Working with the team of iOS and Android developers.

Working with the team of iOS and Android developers.


Challenge

Our client wanted to offer their in-store pharmacy offerings in their existing iOS and Android mobile application. The application was geared towards the in-store shopping experience - creating shopping lists, browsing and saving coupons, and managing rewards. There were a few specific challenges that our cross-functional team had to work through:

  1. Clear information architecture - The existing app already several different features and felt disjointed. The new pharmacy section would add complexity and data-rich content to the already large application. We had to ensure the product features felt cohesive and customers were able to find what they needed quickly.

  2. Consistent visual & interaction design - The pharmacy features introduced several new visual and interaction design patterns. We wanted to utilize the existing component library as much as possible but quickly realized that the pharmacy section required new patterns. The challenge was ensuring these new patterns looked and acted like the rest of the app.

Process

The following processes and team set up enabled us to design and build the pharmacy features while solving for the primary challenges above:

Cross-functional product team
This was my first time working within a product team with iOS and Android developers, quality assurance (QA) engineers, business analysts, project managers, and the client. We sat together and were in constant communication - the photo above is non-staged example of how we often worked. I made very few design decisions without collaborating with a developer and vice versa.

Agile product development framework
We adopted a flexible agile framework that kept us focused on one feature or a set of smaller features at a time while allowing for iteration later on if needed.

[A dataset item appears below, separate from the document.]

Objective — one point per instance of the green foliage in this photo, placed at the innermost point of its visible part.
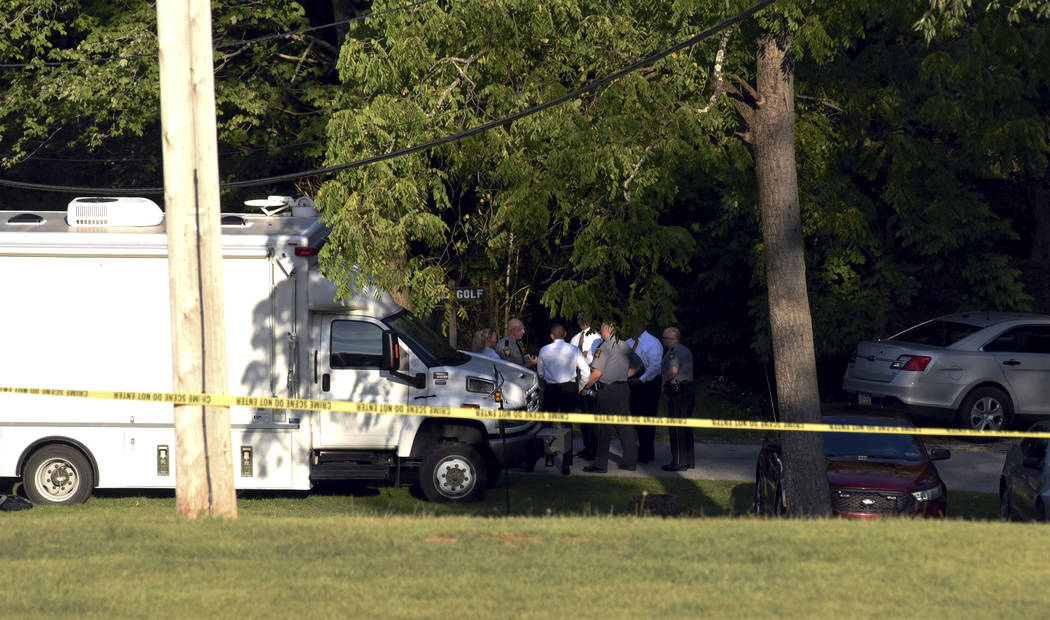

Existing product knowledge
While I joined the project for the pharmacy release, the developers and QA engineers on my team worked on the initial release of the app. Their in-depth knowledge of the application was essential in working through the challenges in a more efficient way. If I shared designs that were inconsistent with the rest of the app, they would tell me and we’d work together to find a new solution.

Shared customer focus
In the past, I was the only member of a team who consistently kept the end user in mind. On this product team, we worked so collaboratively that we were all acting as designers and stayed focused on the customer needs.

Outcome

The updated app was successfully released and is now being used by customers. The pharmacy features met the needs of customers while also fulfilling the client’s business goals. Due to our agile framework and collaborative working methods, we were able to integrate the pharmacy features while maintaining a clear information architecture and consistency across visual and interaction design patterns.

Looking ahead

In this story, the outcome isn’t a result of my individual success but rather the success of a team that was intentional in our relationships and processes. This project changed the way I look at product teams and I’ve applied many of these learnings to my current teams.